Analysis of Model Training Results of various algorithms
Analysis of Model Training Results of various algorithms
Fig. 10 shows the graph of true predictions and false predictions. The value of true predictions is comfortably higher than the value of false predictions. Similarly, for every respective algorithm, the true predictions of Random forest are slightly higher than the counterparts’ algorithms.

Model Evaluation in terms of Confusion Matrix.
The related work of this work is interlinked with the motivation, architecture, and design of this work. Numerous efforts have been made on the road safety of autonomous vehicles. Fagnant et al. [19] considered the near elimination of error linked with human interventions. These human errors form 90% of the fatalities. In another study, Rau et al. [20] proposed a mechanism and categorized AV functions into four steps in order to identify the cause of fatalities. These functions are the pre-crash scenario, location of the crash, driver’s biological condition, and speed of the vehicle. Many research tests have been performed on Real-world data in the recent studies [21–24] and found that the less the human intervention and the more automation, the less will be the crash probabilities.

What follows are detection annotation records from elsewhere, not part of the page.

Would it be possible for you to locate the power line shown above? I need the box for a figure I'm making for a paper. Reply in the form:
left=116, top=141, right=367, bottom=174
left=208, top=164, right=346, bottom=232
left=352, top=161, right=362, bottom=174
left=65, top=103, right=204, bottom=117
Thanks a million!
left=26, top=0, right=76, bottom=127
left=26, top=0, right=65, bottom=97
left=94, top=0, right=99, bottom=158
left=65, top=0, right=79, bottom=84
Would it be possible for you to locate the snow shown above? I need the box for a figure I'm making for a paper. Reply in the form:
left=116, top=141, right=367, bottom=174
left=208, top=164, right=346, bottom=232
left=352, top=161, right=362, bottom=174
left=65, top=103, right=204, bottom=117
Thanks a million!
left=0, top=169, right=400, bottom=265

It is predicted that human offloading from autonomous vehicles will make the transportation smart, and the chance of crash will be much lower; however, the fully automated car is yet to be deployed by the organization. Therefore, nowadays, warning systems and driver assistance systems are in high demand, which facilitates drivers with alerts and notifications by executing real-time tasks remotely from edge nodes [25–27]. These devices can detect numerous states of drivers and environments such as drowsiness, alcohol, and drugs and fatigue of the driver [28]. Commercial systems such as LiDar, anti-lock braking systems (ABS), and adaptive headlights are among few notable systems; however, these systems are dedicated to a single job and are very costly [27]. In this paper, a generic approach to finding the most pressing parameters linked with crashes are investigated, and a lightweight system is developed to give alerts and notifications remotely in a real-time manner and this, to the best of the authors’ knowledge, is the first-ever such attempt.
Conclusion
In this paper, we have proposed an Internet of things application to facilitate semi-autonomous vehicles and helps them reduce crashes and fatalities. This paper considers the human driving job as a collection of tasks that have to be performed within a span of time. If the real-time tasks can be guaranteed to be executed in the allocated time, a warning system could be developed to alert drivers for making an error, which could lead to a potential accident. We have used Safety data of the UK and trained models based on a variety of algorithms and deployed it on the embedded IoT application. The model also helped in prioritizing the parameters which affect the most on fatalities. We have used weather conditions and driver biological conditions and deploy different sensors which periodically sense these scenarios and compute the risk of driving. If the risk of driving is more than some threshold, it will give alerts and notifications. In the end, the model is evaluated, and the execution results are illustrated with interfaces. The results show that this paper can be the best starting point to redefine the mechanism of driver assistance systems and get rid of the commercial and costly devices which only do a dedicated job.